Gray and Predator tricked us back there. They’ve upped their game, and my fake-out with the blood trail doesn’t have them continuing along in the other direction. They’re searching every room in the area, knowing we haven’t gone far, and when I lean against the door, I hear them right there. The handle moves, and I’m holding it, and I frantically jerk my chin to Brienne. She grabs the knob with me, and whoever is on the other side jiggles it a little and moves on, presuming it’s another locked door.
We’re safe here for a few minutes. It seems best to wait and take off after they get farther away. I’m about to tell Brienne that when the door flies open. It’s Predator … in his stockinged feet.
I lash out. Again, I don’t think, I just hit. All I have are my fists, but as I’m swinging I see blood on his shirt and aim right for it. Right for the spot I stabbed him.
As my fist makes contact, Brienne slams the door on him. It hits his arm and the gun falls. She dives after it as Predator grabs for me, and I hear Gray’s booted footsteps, running from some other hall. I manage to elbow Predator in the injured spot again, and he falls back. Then Brienne fires.
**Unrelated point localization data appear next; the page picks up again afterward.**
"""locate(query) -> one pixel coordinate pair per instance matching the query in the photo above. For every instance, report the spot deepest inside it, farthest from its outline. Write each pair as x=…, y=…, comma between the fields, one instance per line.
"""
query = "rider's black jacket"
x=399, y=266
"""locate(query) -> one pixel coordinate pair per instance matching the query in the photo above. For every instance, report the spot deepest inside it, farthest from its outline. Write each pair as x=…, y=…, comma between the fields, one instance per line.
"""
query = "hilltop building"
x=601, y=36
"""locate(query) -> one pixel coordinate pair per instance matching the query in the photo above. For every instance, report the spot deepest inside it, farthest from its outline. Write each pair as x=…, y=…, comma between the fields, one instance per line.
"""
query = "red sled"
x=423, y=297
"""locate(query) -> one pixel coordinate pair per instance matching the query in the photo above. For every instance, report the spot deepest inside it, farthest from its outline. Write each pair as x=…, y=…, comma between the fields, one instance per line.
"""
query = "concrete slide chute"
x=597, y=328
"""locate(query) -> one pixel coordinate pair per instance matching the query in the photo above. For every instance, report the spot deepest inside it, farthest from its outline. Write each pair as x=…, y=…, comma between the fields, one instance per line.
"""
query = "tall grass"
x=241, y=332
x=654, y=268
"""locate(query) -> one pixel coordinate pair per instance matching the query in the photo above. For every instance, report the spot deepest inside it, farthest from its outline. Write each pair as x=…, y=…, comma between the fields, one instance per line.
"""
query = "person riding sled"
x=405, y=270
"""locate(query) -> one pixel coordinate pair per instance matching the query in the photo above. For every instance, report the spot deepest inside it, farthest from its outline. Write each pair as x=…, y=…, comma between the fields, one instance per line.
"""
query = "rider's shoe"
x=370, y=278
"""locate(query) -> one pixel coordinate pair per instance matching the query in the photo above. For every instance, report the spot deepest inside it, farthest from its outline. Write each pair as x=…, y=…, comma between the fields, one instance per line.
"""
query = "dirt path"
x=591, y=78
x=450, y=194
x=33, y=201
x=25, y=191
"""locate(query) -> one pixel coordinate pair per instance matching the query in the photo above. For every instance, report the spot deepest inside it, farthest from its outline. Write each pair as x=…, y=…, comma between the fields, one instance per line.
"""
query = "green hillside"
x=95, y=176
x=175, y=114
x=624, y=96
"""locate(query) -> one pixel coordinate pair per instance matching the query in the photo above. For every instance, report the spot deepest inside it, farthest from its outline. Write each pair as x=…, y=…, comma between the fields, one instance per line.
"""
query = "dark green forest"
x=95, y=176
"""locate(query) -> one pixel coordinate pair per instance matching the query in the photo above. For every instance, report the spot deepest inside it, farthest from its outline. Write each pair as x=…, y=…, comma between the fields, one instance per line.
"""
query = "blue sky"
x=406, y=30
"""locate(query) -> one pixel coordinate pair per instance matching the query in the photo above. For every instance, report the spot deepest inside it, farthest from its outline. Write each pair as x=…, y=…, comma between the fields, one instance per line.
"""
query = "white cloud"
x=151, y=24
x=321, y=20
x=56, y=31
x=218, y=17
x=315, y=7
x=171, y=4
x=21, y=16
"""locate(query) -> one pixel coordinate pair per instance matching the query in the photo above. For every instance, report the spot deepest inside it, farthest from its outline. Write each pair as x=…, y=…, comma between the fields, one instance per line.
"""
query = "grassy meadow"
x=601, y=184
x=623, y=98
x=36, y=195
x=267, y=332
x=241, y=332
I don’t see where the bullet hits him. It does hit. I know that. I see him fall back. But we’re both stumbling over him, getting into the hall as fast as we can.
We hear Gray coming, footsteps thundering along the hall. Brienne turns to me and says, “Run.”
I shake my head and grab her arm and say, “No, come on,” and she waves the gun and says, “I’ll slow him down. Run.”
“No, we—”
“You promised.”
“This isn’t—”
“Yes, it is.” She meets my gaze. “Let me be brave, Riley. It’s my turn.”
I don’t know if I would have run. I don’t know if I could have. But she gives me a shove, and my wounded leg throws me off balance, and when I recover she’s running the opposite way, toward the hall Gray is coming out of, and she fires and he lets out a curse, his boots squeaking as he stops short, and then she takes off, racing down the adjoining hall, and there’s nothing I can do except go the other way, the way she wanted me to go, because if I follow her, then her distraction was for nothing. She has the lead. She fires again, so he’ll know which way she went.
If I follow, she might shoot me by accident. If I follow, he might shoot me on purpose. If I follow, my leg won’t let me keep up, and I’ll ruin everything. I’ll get her killed.
So I run. I run the other way, and I barely make it around the corner when Gray appears. I peer past the edge just enough to see him going after Brienne. And there’s nothing I can do except pray, and it’s not enough. I know it’s not enough, because God isn’t there to solve my problems for me—He gave me the tools I need to do it myself, and right now those tools fail me. I can think of no solution to help Brienne. I can only run.
I get around the next corner when I hear that now-familiar pfft from a suppressed shot.
I catch the sound, and I hear a thump. The thump of a falling body. I swing my back to the wall, and I squeeze my eyes shut, and I pray like I’ve never prayed before.
Let that be Brienne’s shot. Let her have killed Gray, and maybe I shouldn’t think that—for her sake, because I don’t want her to be responsible for a man’s death, however terrible he was. Then I hear Gray mutter, “Stupid little bitch,” and his boots clomp off down the hall, and I fall to the floor and cry.
CHAPTER 19
I sit on the floor, my back against the wall, and I let the tears fall.